Strong metal-support interaction (SMSI) is one of the most important concepts in heterogeneous catalysis. Triggered by pretreatment or reaction processes, the supported metal nanoparticles may be partially or completely encapsulated by support-derived overlayers, which impact the catalytic performance of supported metal catalysts. However, the formation mechanism of the SMSI state is still unclear.

Recently, a research team led by Prof. Fu Qiang from the Dalian Institute of Chemical Physics (DICP) of the Chinese Academy of Sciences (CAS) proposed a gas-phase migration route for the formation of SMSI. This work was published in Angewandte Chemie International Edition.

So far, two diffusion routes of the support-derived species onto the metal surface have been suggested, including interface alloying and surface migration.

In this work, the researchers placed ZnO particles and Cu/Al₂O₃ powders in a microreactor in a dual-bed mode (ZnO||Cu/Al₂O₃). By utilizing gas-phase migration of Zn species in CO₂/H₂ atmosphere (0.5% CO₂/H₂, 450°C), they found that a self-limited thin ZnO_x overlayer grew on the surface of Cu nanoparticles (Cu@ZnO_x) in the Cu/Al₂O₃ catalyst without excessive deposition and aggregation of ZnO_x species. Thus, they obtained an optimal number of ZnO_x-Cu interface sites, which enhanced the methanol synthesis activity.

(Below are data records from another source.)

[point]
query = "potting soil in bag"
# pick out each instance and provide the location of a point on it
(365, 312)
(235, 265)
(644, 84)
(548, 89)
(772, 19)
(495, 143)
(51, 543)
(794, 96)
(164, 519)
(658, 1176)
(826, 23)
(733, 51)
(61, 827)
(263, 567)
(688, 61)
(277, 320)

Moreover, the researchers demonstrated that the formation of the self-limited Cu@ZnO_x encapsulation structure was due to the evaporation of Zn atoms from the ZnO particles, migration to the Cu/Al₂O₃ catalyst, and further deposition onto the Cu surface to form ZnO_x overlayers under the synergistic effect of reducing H₂ and oxidizing CO₂ components at the treatment temperature.

"Our work elucidates the high temperature redox atmosphere-induced gas-phase migration route to the formation of the encapsulation structure or the classic SMSI state," said Prof. Fu.